Glossary

Key terms used throughout this book, organized alphabetically. Chapter references indicate where each concept is first introduced or primarily developed.

A-Optimal Design: Experimental design that minimizes the average variance of parameter estimates, i.e., \(\text{tr}(\mathcal{I}^{-1})\). Contrasts with D-optimal (volume) and E-optimal (worst-case). See 3.2 Measurement of User Preference Vector.
Acquisition Function: A function that quantifies the value of querying a particular item or pair, balancing information gain against expected reward. Used in active learning, Bayesian optimization, and dueling bandits. See 4.3 Thompson Sampling under Linear Objective.
Active Learning: A paradigm where the learner adaptively selects which queries to pose (e.g., which items to compare) to maximize information gain, rather than passively receiving data. See 3.2 Measurement of User Preference Vector.

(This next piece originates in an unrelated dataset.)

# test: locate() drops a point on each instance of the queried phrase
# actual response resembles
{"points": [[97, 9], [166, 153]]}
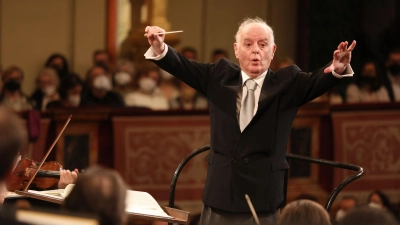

Arrow’s Impossibility Theorem: A foundational result in social choice theory: no social welfare function over three or more alternatives can simultaneously satisfy unanimity, independence of irrelevant alternatives, and non-dictatorship. See 5.2 Social Choice Theory.
Bayesian Inference: A statistical framework that combines prior beliefs \(p(\theta)\) with observed data via Bayes’ rule to obtain a posterior distribution \(p(\theta \mid \mathcal{D})\), enabling uncertainty quantification over model parameters. See 2.4 Bayesian Inference.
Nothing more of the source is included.